Question

find Sn & Sx of the series
$\frac{1}{1 \times 2} + \frac{1}{2 \times 3} + \frac{1}{3 \times 4} + ..........$
​

Answer 1

Question:-

⇒ Find $S_{n}$ & $S_{\infty}$ of the series

$\frac{1}{1*2} + \frac{1}{2*3} + \frac{1}{3*4} + ............$

Answer:-

⇒ As it is given that

$\frac{1}{1*2} + \frac{1}{2*3} + \frac{1}{3*4} + ............$

∴ $T_{n} = \frac{1}{n(n+1)} = \frac{n + 1 - n}{n(n+1)}$     { last - first]
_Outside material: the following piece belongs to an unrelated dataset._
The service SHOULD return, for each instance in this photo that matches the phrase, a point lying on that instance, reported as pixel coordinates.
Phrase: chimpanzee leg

⇒ $T_n = \frac{1}{n} - \frac{1}{n+1}$  ---------> [ to consecative term ]

therfore:-

 $S_n =$ ∑$T_n = T_1 + T_2 + ......... + Tn$

 $S_n =$ ∑$( \frac{1}{n} - \frac{1}{n+1} )$

$S_n = [ \frac{1}{n} - \frac{1}{1+1} + \frac{1}{2} - \frac{1}{2+1} + \frac{1}{3} - \frac{1}{3+1} +........+ \frac{1}{n} - \frac{1}{n+1} ]$

$[S_n = 1 - \frac{1}{n+1} = \frac{n+1-1}{n+1} = \frac{n}{1+n} ]$

$S_\infty = 1 - \frac{1}{\infty + 1} = 1 - \frac{1}{\infty}$

$S_\infty = 1 - 0$

$S_\infty = 1$

Thank you.....

Answer 2

We need to find general expression for,

$\longrightarrow S_n=\dfrac{1}{1\times2}+\dfrac{1}{2\times3}+\dfrac{1}{3\times4}+\,\dots\,+\dfrac{1}{n(n+1)}$

or,

$\displaystyle\longrightarrow S_n=\sum_{k=1}^n\dfrac{1}{k(k+1)}$

$\displaystyle\longrightarrow S_n=\sum_{k=1}^n\dfrac{(k+1)-k}{k(k+1)}$

$\displaystyle\longrightarrow S_n=\sum_{k=1}^n\left[\dfrac{1}{k}-\dfrac{1}{k+1}\right]$

$\displaystyle\longrightarrow S_n=\sum_{k=1}^n\dfrac{1}{k}-\sum_{k=1}^n\dfrac{1}{k+1}$

$\displaystyle\longrightarrow S_n=\left(1+\dfrac{1}{2}+\dfrac{1}{3}+\,\dots\,+\dfrac{1}{n}\right)-\left(\dfrac{1}{2}+\dfrac{1}{3}+\,\dots\,+\dfrac{1}{n}+\dfrac{1}{n+1}\right)$

$\displaystyle\longrightarrow S_n=1-\dfrac{1}{n+1}$

$\displaystyle\longrightarrow\underline{\underline{S_n=\dfrac{n}{n+1}}}$

For $n\to\infty,$

$\displaystyle\longrightarrow S_\infty=\lim_{n\to\infty}\dfrac{n}{n+1}$

$\displaystyle\longrightarrow S_\infty=\lim_{n\to\infty}\dfrac{1}{\left(\dfrac{n+1}{n}\right)}$

$\displaystyle\longrightarrow S_\infty=\lim_{n\to\infty}\dfrac{1}{\left(1+\dfrac{1}{n}\right)}$

$\displaystyle\longrightarrow S_\infty=\dfrac{1}{1+0}\quad\quad\left[\because\lim_{n\to\infty}\dfrac{1}{n}=0\right]$

$\displaystyle\longrightarrow\underline{\underline{S_\infty=1}}$